Pelanggan-pelanggan yang mayoritas didapatkan dari sopir truk atau angkutan lainnya kini sedang mengalami kesulitan ekonomi. Padahal, kontribusi pendapatan dari layanan karaoke sangat besar pada usaha milik Herman.
"Ya ekonomi sulit, mereka juga daripada hiburan, dapat uang sedikit buat keluarganya paling," ujar Herman.
Untuk usaha mie ayam dan warung kopi kecil-kecilannya pun saat ini sepi. Dulu, masih banyak orang yang singgah saat Jalur Pantura jadi jalan utama untuk perjalanan di Pulau Jawa. Bahkan, kalau musim mudik Herman bisa mendulang untung berkali-kali lipat.
Dalam seminggu saja, duit Rp 10 juta lebih bisa dikantongi Herman saat musim mudik. Saat ini musim mudik pun tak menghasilkan banyak keuntungan, memang ada kenaikan namun tak signifikan.
"Kalau dulu sebelum tol, lumayan satu minggu Rp 10 juta bersih. Layanin orang mudikan aja. Makan ke sini minum ke sini. Sekarang mah biar orang mudikan juga nggak ada duitnya. Naik dikit-dikit aja pendapatan saya," ujar Herman.
Untuk menambah pundi-pundi pendapatannya, kadang kala Herman juga jadi sopir. Kebetulan dia punya mobil losbak. Apapun dia angkut di mobilnya sesuai permintaan. Kadang barang, pernah juga dipakai angkut penumpang. Di warungnya pun dia pasangkan poster kecil bertuliskan 'Terima Jasa Angkut'.

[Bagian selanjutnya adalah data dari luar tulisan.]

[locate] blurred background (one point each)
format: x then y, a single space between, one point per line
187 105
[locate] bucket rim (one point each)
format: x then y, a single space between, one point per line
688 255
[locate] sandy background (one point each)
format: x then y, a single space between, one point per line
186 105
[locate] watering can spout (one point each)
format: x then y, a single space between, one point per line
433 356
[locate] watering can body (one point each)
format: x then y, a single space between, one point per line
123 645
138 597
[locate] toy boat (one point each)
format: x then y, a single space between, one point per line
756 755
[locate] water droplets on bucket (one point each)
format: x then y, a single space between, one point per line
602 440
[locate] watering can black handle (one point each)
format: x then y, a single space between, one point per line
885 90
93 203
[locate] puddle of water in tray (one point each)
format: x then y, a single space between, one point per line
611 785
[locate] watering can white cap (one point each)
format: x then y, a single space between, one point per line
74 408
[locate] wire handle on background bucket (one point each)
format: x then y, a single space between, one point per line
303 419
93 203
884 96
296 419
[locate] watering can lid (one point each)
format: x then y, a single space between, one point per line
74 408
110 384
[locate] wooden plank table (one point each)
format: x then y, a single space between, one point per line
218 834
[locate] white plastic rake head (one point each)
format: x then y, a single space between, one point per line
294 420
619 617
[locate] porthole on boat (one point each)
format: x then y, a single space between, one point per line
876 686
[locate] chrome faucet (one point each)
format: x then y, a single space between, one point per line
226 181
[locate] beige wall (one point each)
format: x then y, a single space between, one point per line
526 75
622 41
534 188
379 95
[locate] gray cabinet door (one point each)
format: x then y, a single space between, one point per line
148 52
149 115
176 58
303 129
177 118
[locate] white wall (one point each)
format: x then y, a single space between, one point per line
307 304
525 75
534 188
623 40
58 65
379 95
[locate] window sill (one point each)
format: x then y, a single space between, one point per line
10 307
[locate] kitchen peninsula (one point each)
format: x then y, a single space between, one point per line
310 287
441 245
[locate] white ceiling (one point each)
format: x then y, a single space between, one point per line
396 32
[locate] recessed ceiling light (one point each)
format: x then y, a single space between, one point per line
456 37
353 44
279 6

Sudah susah, usaha Herman juga harus berhadapan pungutan liar kelas ormas. Katanya, pungutan-pungutan semacam ini bisa bikin usahanya tekor. Bayangkan saja, pungutan dilakukan dari jangka waktu harian, mingguan, hingga bulanan.
Setiap bulan akan ada yang menagih Herman dengan nominal Rp 100.000. Kemudian setiap minggu ada lagi pungutan sebesar Rp 50.000. Kadang-kadang, ada juga pungutan harian sebesar Rp 10.000.
"Jangankan bayar pungutan, orang makan aja susah jualan susah," keluh Herman.
Di samping warung Herman masih banyak berderet lapak semacam Herman, warung kecil plus layanan karaoke. Namun kata Herman, lapak-lapak itu sudah mulai banyak yang tutup. Entah data dari mana, dia bilang ada 50% warung semacam miliknya tutup.
Buka halaman selanjutnya.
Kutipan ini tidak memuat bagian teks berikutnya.